In conclusion, the stakeholders wish to commend the Office on their Open Data efforts thus far. Recent changes and instability of these systems has caused extra expense and lower quality patent prosecution.
Letter to Director Iancu, Short Version
Dear Director Iancu:
The FY2020 Congressional Justification for the USPTO, states that it is the responsibility of the USPTO to “foster innovation, competitiveness and job growth in the United States by … delivering IP information and education worldwide.” Thus, open access to U.S. Patent and Trademark Office (USPTO) data is a core component of the USPTO’s mission. Open access to USPTO data allows stakeholders to efficiently and properly docket ongoing matters to reduce errors and pendency, ensure accurate and timely IDS filings, improve legal and factual arguments, enhance prosecution strategy, draft response documents, boost prior art searching, select outside counsel more efficiently, make data-driven decisions about annuities, and much more. The benefits that improved access to USPTO data would have on patent quality and the U.S patent system are too many to enumerate in one short letter, but rest assured that patent filers see this enabling data as crucial to their meaningful engagement with the USPTO.
The USPTO, however, has recently taken steps that reduce open access to USPTO data including, but not limited to:
– Disallowing access of public PAIR data from the private PAIR interface, if that public data is not related to a customer number connected with a user’s private PAIR credentials
– Rate limiting/throttling access to private PAIR instances by automated means
We, the undersigned, ask that these changes be rolled back as soon as technically feasible as we believe they are likely having and will continue to have an increasingly negative effect on the quantity, quality, and cost of patent filings.
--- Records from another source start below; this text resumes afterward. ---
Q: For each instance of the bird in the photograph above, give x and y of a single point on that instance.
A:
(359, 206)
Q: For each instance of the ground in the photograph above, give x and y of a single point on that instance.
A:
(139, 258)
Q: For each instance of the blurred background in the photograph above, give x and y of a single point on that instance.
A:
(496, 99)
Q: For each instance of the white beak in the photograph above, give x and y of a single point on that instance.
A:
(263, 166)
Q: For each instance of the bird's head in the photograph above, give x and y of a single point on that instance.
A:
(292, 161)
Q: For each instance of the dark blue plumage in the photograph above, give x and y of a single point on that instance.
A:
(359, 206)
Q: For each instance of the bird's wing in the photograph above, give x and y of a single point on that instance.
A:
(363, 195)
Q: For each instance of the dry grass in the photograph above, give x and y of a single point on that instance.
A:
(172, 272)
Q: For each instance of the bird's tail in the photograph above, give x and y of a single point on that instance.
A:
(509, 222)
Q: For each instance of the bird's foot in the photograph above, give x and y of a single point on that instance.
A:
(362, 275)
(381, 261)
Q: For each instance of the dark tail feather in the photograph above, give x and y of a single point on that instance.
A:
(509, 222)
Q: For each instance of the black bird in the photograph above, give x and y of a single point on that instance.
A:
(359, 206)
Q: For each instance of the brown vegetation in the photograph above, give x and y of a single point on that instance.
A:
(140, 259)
We understand the USPTO implemented these changes to mitigate significant resource hurdles it is facing. The demand for USPTO data has risen exponentially in the past decade while the USPTO has faced the “real-world” of limited resources for deploying new IT systems. We are sympathetic to this plight.
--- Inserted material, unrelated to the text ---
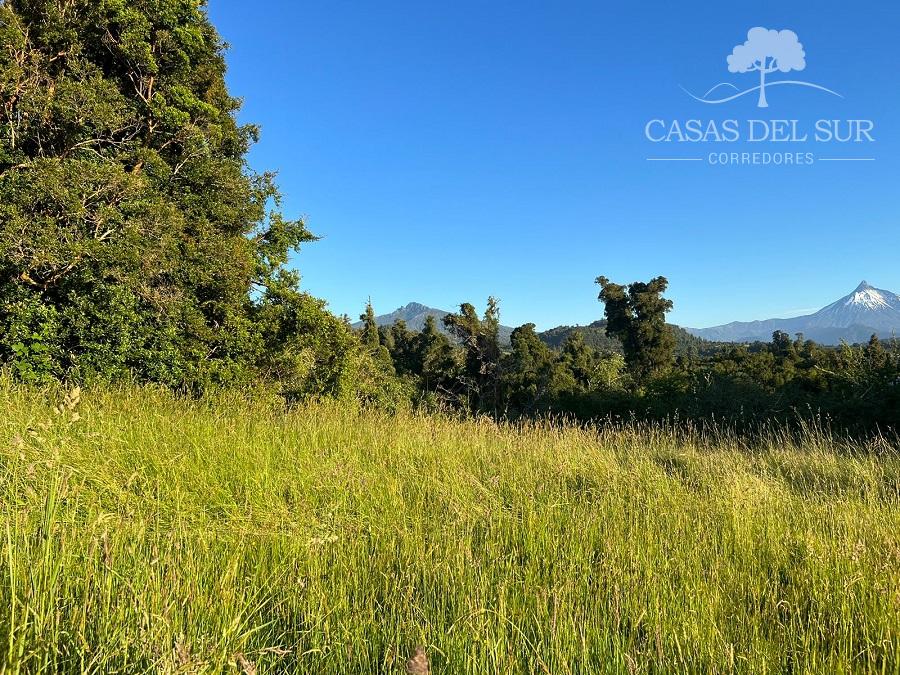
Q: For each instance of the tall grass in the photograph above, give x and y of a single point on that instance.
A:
(147, 533)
Moreover, the USPTO should be commended for being at the leading edge of all federal agencies regarding open access to electronic data. PAIR and EFS are beyond what most federal agencies have even envisioned. By providing free access to Public PAIR the USPTO launched a wave of innovation that has allowed the patent community to automate and improve many of the tasks listed above.
However, investing additional resources into improving access to USPTO data must be one of the highest priorities for the USPTO for 2020 and for years to come. Otherwise, we risk losing gains we’ve made over the past few years.